Pauline Peyrade, autrice, metteuse en scène et, depuis 2019, coresponsable avec Marion Aubert du département Écrivain.es-Dramaturges de l’ENSATT (École nationale supérieure des arts et techniques du théâtre) à Lyon, a fait des études de littérature, puis un master de mise en scène à la Royal Academy of Dramatic Art de Londres. Cet ancrage à l’intersection de l’écriture et du plateau trace un chemin très personnel qui l’amène à travailler dans un entre-deux qui est aussi l’exact lieu de création de Das Plateau. Pauline Peyrade a commencé par écrire des textes dramatiques (publiés aux Solitaires Intempestifs), régulièrement montés par des artistes importants de la scène contemporaine, Cyril Teste, Anne Théron et, bien sûr, Céleste Germe qui a notamment créé Bois impériaux (2016) au Poche en Suisse en 2018, avant une tournée en France.

Publié en 2017, Poings remporte le Prix des lycéens Bernard-Marie Koltès 2019 (créé par le Théâtre National de Strasbourg). Aux côtés de la circassienne et metteuse en scène, Justine Berthillot (avec qui elle fonde en 2016 la Compagnie Morgane), elle crée le spectacle en 2018 au Préau, Centre Dramatique National de Normandie. Son texte À la carabine, suivi de Cheveux d'été, a remporté le Grand Prix de Littérature dramatique Artcena en 2020. Des femmes qui nagent, paru en 2023, est son dernier texte dramatique publié à ce jour.

Mais Pauline Peyrade n’écrit pas que du théâtre : l’âge de détruire (Minuit, 2023) obtient Goncourt du premier roman. Elle l’a mis en scène avec sa compagnie en janvier dernier sur la scène nationale du Mans Les Quinconces et L’Espal. On a pu le voir au Théâtre ouvert (Paris 20ème) en mars.

 

Céleste Germe et Maëlys Ricordeau, ont co-fondé le collectif Das Plateau en 2008 avec Jacob Stambach, (auteur/compositeur) et Jacques Albert (auteur/danseur). Metteuse en scène, réalisatrice, dramaturge, Céleste Germe est aussi formatrice dans des écoles supérieures d’art dramatique en France et à l’étranger. Elle a même été architecte : on en trouve d’ailleurs des traces singulières dans son travail scénique. Maëlys Ricordeau, comédienne au sein du collectif Das Plateau, travaille aussi pour le cinéma, notamment dans des court-métrages, à la radio ou à la télévision, et dans le milieu de l’art contemporain.

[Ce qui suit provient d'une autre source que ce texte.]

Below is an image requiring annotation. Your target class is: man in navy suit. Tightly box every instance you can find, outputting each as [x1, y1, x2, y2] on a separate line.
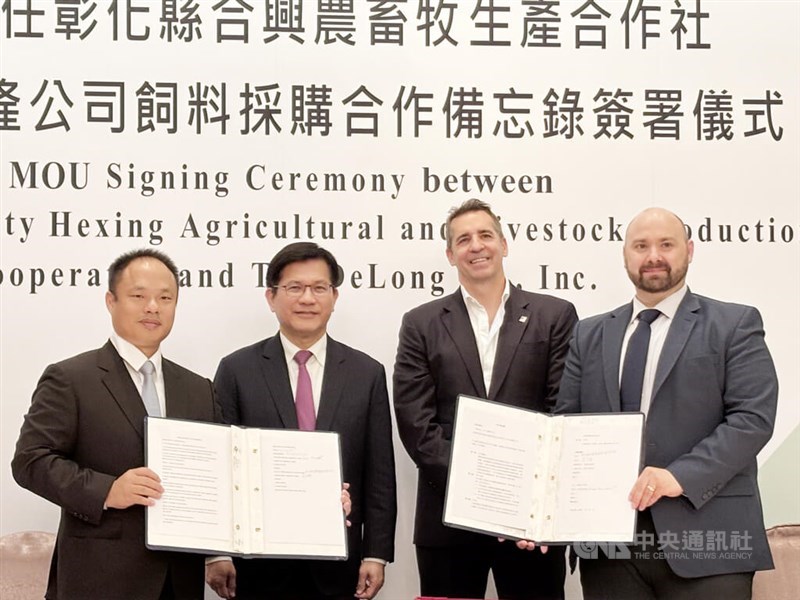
[394, 199, 577, 600]
[11, 249, 219, 600]
[556, 208, 778, 600]
[206, 242, 397, 600]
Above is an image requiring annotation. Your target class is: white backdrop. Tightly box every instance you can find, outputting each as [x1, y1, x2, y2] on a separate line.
[0, 0, 800, 598]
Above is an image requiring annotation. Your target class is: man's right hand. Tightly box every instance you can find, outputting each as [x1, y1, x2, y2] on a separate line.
[106, 467, 164, 509]
[206, 560, 236, 598]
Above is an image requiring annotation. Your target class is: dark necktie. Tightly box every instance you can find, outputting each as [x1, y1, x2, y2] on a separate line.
[294, 350, 317, 431]
[619, 308, 661, 412]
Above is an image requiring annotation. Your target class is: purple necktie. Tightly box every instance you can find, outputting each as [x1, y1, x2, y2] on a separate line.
[294, 350, 317, 431]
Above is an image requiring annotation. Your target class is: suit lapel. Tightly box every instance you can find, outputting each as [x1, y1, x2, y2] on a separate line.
[161, 356, 193, 419]
[97, 341, 147, 439]
[261, 335, 297, 429]
[650, 292, 700, 404]
[317, 337, 347, 431]
[441, 288, 486, 398]
[489, 285, 531, 399]
[603, 302, 633, 412]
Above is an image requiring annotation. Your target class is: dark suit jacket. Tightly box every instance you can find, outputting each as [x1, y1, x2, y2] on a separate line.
[214, 335, 397, 598]
[394, 285, 577, 546]
[557, 292, 778, 577]
[11, 342, 217, 600]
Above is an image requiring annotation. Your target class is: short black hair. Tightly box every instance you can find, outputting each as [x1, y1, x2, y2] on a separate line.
[267, 242, 344, 290]
[108, 248, 180, 295]
[444, 198, 505, 248]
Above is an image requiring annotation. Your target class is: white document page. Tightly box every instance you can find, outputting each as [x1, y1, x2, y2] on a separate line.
[444, 396, 546, 538]
[260, 430, 347, 558]
[147, 418, 233, 552]
[553, 413, 643, 542]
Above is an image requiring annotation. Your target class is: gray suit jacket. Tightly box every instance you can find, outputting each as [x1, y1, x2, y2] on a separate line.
[394, 285, 577, 547]
[214, 335, 397, 598]
[556, 292, 778, 577]
[11, 342, 218, 600]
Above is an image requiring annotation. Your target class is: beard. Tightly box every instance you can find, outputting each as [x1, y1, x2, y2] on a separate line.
[628, 261, 689, 294]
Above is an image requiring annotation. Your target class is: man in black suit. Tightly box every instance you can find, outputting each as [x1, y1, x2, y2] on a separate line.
[394, 200, 577, 600]
[556, 208, 778, 600]
[11, 250, 218, 600]
[206, 242, 397, 600]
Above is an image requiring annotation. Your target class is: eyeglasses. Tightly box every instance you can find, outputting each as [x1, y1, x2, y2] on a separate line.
[275, 283, 333, 298]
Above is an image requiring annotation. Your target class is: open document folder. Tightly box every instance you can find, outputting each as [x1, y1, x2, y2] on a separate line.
[444, 396, 644, 543]
[145, 417, 347, 560]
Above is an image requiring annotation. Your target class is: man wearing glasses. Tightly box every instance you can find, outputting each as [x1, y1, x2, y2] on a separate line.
[206, 242, 397, 600]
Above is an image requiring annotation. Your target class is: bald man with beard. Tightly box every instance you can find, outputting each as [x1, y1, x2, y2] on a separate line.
[556, 208, 778, 600]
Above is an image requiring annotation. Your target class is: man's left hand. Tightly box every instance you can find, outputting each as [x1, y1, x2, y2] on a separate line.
[355, 560, 386, 600]
[628, 467, 683, 510]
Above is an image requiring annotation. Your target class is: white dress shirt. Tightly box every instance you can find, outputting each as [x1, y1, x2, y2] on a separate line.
[461, 279, 511, 395]
[619, 284, 688, 415]
[109, 331, 168, 417]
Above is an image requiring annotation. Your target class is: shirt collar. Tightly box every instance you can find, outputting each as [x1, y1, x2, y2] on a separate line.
[630, 283, 689, 323]
[109, 331, 161, 373]
[461, 279, 511, 310]
[280, 331, 328, 367]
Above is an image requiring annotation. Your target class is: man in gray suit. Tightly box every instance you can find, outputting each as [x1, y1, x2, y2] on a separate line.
[206, 242, 397, 600]
[556, 208, 778, 600]
[11, 249, 218, 600]
[394, 199, 577, 600]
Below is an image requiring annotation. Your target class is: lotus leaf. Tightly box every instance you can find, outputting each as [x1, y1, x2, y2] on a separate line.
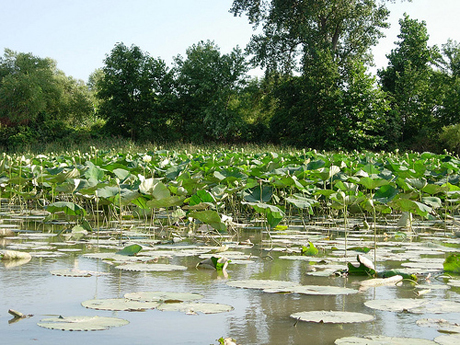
[37, 316, 129, 331]
[81, 298, 160, 311]
[157, 302, 233, 314]
[115, 264, 187, 272]
[291, 310, 375, 323]
[334, 335, 438, 345]
[124, 291, 203, 303]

Toutes deux développent une écriture scénique hybride qui mêle théâtre, littérature, musique et arts visuels pour faire émerger au plateau une dimension sensible, qui donne à voir la violence, les non-dits, le tragique même de l’existence, sans pourtant verser dans un nihilisme ; au contraire, leur écriture cherche à reconstruire un champ de possibles et donc d’espoirs.

Depuis quelques années, leurs projets ont trait à des sujets liés au féminin, à partir de textes d’autrices (Marie Darrieussecq, Pauline Peyrade ou Milène Tournier), des écritures à la fois fortes et complexes formellement : autant de défis pour le plateau lorsqu’il s’agit – comme elles le font – de donner à voir une réalité non figée, éminemment dynamique, qui recèle plusieurs strates et se voit systématiquement reconfigurée pour penser la complexité de notre monde et de nos vies.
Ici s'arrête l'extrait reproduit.